The MLP algorithm, a classical artificial neural network model, was first chosen for classification. We used the “MLPClassifier” class from the scikit-learn package (Pedregosa et al. 2011) to implement the MLP algorithm. It consists of three hidden layers with 180, 90, and 40 neurons, respectively, and each layer fully connected to the adjacent layers. All of the hidden layers are activated by ReLU nonlinearity function. Adam optimizer was used to update the parameters of MLP models. RF, a classical ensemble learning algorithm, was another classification method used in this study. It builds multiple decision trees and aggregates their predictions through voting to make final classifications. The "RandomForestClassifier" class from the scikit-learn package was used to implement the RF algorithm. Grid search was employed to optimize the hyperparameters of the two models with the “GridSearchCV” class from the scikit-learn package. According to the grid search results, the initial learning rate λ = 0.0001 and the L2 regularization coefficient α = 0.1 were applied for all the MLP models. For the RF models, the number of estimators and the max depth was, respectively, set to 55 and 15. Accuracy, precision, recall, and F1-score were used to evaluate the classification performance.

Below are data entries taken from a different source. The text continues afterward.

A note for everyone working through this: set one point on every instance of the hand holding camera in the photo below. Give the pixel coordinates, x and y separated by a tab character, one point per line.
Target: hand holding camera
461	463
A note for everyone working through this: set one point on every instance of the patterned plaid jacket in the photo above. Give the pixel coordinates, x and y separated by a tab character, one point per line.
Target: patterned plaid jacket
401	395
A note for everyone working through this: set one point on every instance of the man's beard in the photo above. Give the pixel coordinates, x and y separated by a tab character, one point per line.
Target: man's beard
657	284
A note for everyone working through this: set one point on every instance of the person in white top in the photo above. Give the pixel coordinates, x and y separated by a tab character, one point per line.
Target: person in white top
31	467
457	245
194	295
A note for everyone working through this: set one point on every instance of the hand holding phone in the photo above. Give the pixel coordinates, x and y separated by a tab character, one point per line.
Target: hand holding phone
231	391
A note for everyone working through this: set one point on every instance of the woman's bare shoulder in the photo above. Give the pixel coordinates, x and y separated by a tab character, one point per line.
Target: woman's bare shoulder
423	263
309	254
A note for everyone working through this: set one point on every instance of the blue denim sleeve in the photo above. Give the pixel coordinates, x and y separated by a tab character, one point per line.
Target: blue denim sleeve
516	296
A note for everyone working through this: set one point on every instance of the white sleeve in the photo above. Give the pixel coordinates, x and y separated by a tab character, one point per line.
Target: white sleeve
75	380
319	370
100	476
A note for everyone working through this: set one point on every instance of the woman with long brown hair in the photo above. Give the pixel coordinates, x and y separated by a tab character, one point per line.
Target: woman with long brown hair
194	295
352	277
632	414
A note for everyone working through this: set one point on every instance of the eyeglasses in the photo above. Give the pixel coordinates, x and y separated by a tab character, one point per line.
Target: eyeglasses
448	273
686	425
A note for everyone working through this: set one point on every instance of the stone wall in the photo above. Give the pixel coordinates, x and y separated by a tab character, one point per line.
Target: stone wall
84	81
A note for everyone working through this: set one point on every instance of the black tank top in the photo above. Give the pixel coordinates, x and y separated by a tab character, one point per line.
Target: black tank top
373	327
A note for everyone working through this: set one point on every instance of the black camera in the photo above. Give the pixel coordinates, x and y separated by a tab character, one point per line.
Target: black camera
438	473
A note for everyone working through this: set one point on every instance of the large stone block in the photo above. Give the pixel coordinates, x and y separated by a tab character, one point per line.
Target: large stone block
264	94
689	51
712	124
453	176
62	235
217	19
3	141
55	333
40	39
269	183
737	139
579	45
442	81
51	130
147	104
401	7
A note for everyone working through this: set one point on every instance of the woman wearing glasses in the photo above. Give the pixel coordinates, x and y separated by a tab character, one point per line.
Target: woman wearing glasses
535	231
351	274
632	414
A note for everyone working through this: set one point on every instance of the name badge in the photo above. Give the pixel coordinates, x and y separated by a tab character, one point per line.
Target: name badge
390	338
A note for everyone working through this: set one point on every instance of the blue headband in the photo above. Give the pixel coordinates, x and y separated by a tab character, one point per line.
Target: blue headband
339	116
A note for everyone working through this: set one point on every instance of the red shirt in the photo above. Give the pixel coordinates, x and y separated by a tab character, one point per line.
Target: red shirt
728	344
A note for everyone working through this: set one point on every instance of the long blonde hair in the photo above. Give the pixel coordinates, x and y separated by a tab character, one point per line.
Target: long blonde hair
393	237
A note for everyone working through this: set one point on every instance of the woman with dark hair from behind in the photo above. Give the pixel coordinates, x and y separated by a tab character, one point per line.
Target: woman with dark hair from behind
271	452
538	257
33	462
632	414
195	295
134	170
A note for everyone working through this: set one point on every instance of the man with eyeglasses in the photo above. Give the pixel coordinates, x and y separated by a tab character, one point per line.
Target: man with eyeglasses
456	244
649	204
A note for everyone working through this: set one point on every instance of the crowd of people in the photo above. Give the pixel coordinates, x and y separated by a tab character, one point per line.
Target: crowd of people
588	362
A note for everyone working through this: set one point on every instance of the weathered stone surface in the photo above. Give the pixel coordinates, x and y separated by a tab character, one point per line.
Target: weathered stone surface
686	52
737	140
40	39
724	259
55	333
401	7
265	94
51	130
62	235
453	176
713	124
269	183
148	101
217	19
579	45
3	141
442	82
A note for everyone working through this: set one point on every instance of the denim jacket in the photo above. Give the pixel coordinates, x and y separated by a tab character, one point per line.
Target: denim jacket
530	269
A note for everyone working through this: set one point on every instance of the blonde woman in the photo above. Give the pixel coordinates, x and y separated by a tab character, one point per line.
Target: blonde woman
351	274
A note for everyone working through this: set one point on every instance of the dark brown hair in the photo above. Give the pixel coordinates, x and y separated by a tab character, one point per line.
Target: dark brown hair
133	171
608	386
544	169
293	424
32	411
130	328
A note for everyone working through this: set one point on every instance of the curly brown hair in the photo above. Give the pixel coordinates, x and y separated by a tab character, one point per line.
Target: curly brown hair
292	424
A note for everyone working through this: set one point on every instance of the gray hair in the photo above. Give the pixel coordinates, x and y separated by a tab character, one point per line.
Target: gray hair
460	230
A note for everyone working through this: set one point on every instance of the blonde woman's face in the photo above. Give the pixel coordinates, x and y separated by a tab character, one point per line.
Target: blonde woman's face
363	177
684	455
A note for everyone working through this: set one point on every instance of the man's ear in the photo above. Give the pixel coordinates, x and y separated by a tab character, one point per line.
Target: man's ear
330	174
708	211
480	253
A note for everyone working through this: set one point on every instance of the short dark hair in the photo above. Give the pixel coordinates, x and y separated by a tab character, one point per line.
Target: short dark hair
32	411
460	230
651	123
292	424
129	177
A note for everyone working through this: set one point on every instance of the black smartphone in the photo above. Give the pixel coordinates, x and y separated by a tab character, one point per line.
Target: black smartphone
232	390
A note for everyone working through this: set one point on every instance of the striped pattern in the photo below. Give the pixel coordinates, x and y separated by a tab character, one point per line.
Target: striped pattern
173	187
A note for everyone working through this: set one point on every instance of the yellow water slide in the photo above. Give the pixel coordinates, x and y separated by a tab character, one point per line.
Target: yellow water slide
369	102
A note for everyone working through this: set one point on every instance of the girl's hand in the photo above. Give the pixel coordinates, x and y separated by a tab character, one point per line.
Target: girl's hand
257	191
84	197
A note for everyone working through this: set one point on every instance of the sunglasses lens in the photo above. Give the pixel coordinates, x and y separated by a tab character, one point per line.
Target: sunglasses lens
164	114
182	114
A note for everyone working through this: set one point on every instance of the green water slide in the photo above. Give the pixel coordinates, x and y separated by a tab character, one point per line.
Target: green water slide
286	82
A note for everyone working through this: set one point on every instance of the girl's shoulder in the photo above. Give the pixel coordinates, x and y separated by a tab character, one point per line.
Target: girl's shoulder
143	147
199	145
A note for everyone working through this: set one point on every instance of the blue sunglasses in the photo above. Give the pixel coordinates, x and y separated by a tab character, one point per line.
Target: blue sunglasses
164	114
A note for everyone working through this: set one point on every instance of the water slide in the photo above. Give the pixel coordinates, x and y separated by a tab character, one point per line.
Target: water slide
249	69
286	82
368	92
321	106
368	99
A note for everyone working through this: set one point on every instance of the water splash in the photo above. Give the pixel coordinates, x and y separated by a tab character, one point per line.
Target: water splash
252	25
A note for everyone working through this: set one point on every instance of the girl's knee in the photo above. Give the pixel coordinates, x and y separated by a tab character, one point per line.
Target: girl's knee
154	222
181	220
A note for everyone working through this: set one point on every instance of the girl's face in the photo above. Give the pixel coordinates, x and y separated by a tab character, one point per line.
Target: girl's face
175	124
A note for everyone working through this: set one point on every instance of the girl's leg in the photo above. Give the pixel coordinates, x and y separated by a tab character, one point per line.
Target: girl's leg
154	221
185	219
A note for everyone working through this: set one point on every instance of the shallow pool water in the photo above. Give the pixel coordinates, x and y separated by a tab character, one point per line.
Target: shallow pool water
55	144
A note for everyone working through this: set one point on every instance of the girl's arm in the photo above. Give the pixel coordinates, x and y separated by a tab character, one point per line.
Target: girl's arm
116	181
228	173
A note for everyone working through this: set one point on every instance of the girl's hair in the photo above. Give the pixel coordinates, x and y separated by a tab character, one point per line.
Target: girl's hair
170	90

Mining salt stress-related genes in S. alterniflora using phylogenetic profiling
To identify novel salt stress-related genes on phylogenetic clades-wise level, CladePP (Sherill-Rofe et al. 2019) was applied to the three NPP matrices containing all species and the clades which contains more than ten species. These clades were Chlorophyta (29 species), Poales (47), Rosales (30), Fabales (25), Malpoghiales (12), Malvales (32), Brassicales (17), Sapindales (10), Ericales (13), Lamiales (21), and Solanales (16). To account for local co-evolution within clades, CladePP can perform hierarchical clustering on subsets of columns in the matrix. For example, to examine co-evolution within angiosperms, only the columns corresponding to angiosperm species would be clustered. CladePP uses Ward’s method for hierarchical clustering, which minimizes the total within-cluster variance. The output of CladePP is a list of hclust objects, with one for each clade of interest. To identify genes that co-evolved with a set of query genes within a clade, CladePP computes a maximal ratio score (MRS) for each gene based on its phylogenetic profile similarity with the query gene(s). MRSs range from 0 to 1, with values closer to 1, indicating that a gene is highly similar to the query gene(s). The top 1% genes with highest MRS were classified as candidate salt stress-related genes in S. alterniflora.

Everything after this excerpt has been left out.